Thursday, 29 July 2021

Alien #5 - Marvel Comics

ALIEN No. 5, September 2021
Considering that in its simplest form this comic’s narrative could uncharitably be boiled down to depicting Gabriel Cruz basically racing down a corridor so as to reach Vice Director Harada’s escape pod, Phillip Kennedy Johnson’s penmanship for issue Five of “Alien” still delivers an almighty wallop of a pulse-pounding publication. True, artist Salvador Larroca is certainly required to pencil plenty of panels portraying “Weyland-Yutani’s loyal security officer” manfully carrying his unconscious son towards salvation as he dynamically races through cramped conduits, tightly-fitting doorways and Xenomorph-infested passageways. But that doesn’t stop the “Eisner-nominated writer” from adding plenty of nail-biting tension to such scenes by cramming them full of character-building exposition.

In fact, these ‘chase sequences’ really provide an intriguing window into Cruz’s emotionally complicated headspace, by detailing how the father of two suddenly realises that his eldest lad, Lucas, had been right as a kid to be terrified of the dark and the monsters which could inhabit it - A fearful state of mind which didn’t actually occur to the grizzled ex-marine himself until he was already a fully-grown man ordered upon a calamitous Corporation venture; “Every night in my dreams, I’m back in the nest… Strung up between the hollowed-out corpses of my teammates staring my own death in the face.”

Furthermore, the veteran soldier’s reminiscing as to his traumatising past also finally gives this publication’s audience the opportunity to discover just how Gabriel actually survived being impregnated by a Facehugger “twenty years earlier.” Johnson’s decision to use the doomed mission’s Bishop android as the trooper’s single-handed saviour makes perfect sense, and simultaneously nicely links the comprehensive flashback to the book’s current-day setting where another version of the automaton is busy trying to help Danny’s ungrateful girlfriend Iris on board Epsilon Station.

Ultimately though, a hefty chunk of this twenty-page periodical’s success sits squarely upon the shoulders of the aforementioned Larroca, and the Spaniard’s impressive ability to imbue this comic’s cast with all the hallmarks of the physical exertions they are undertaking so as to outlive their deadly opponents.
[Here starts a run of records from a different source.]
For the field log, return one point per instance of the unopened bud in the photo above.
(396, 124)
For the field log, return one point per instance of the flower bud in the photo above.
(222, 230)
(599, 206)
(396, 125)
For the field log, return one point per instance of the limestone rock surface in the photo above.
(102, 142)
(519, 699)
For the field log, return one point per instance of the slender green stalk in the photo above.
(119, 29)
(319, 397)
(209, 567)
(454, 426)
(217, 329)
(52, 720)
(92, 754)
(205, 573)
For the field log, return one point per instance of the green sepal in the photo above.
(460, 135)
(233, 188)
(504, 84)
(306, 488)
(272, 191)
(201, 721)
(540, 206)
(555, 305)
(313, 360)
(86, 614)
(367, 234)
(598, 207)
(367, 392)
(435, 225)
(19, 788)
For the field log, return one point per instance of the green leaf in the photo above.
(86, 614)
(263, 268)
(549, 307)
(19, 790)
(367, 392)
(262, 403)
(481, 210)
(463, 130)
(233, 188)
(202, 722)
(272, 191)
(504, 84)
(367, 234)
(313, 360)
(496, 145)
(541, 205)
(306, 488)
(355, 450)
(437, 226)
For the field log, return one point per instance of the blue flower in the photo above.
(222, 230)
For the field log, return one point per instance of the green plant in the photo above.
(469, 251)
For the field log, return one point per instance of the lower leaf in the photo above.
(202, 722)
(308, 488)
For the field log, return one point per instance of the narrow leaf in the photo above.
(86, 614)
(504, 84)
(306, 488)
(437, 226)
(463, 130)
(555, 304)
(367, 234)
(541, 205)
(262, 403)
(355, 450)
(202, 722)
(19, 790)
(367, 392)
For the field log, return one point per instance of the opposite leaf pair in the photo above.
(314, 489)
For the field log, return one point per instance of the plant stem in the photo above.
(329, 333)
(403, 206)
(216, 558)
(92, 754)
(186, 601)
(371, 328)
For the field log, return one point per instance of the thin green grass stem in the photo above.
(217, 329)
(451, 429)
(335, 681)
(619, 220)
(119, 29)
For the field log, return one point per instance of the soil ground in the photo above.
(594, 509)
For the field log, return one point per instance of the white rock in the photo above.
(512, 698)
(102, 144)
This proficiency to pencil the desperate determination on Cruz’s face to triumph against overwhelming adversity as he rushes headlong down dark, dingy corridors with a pack of lethal aliens clawing at his heels really adds to the believability of the character’s conflicting motivations, and arguably forces the reader to wholeheartedly hope the evidently loving parent can somehow save his dying offspring.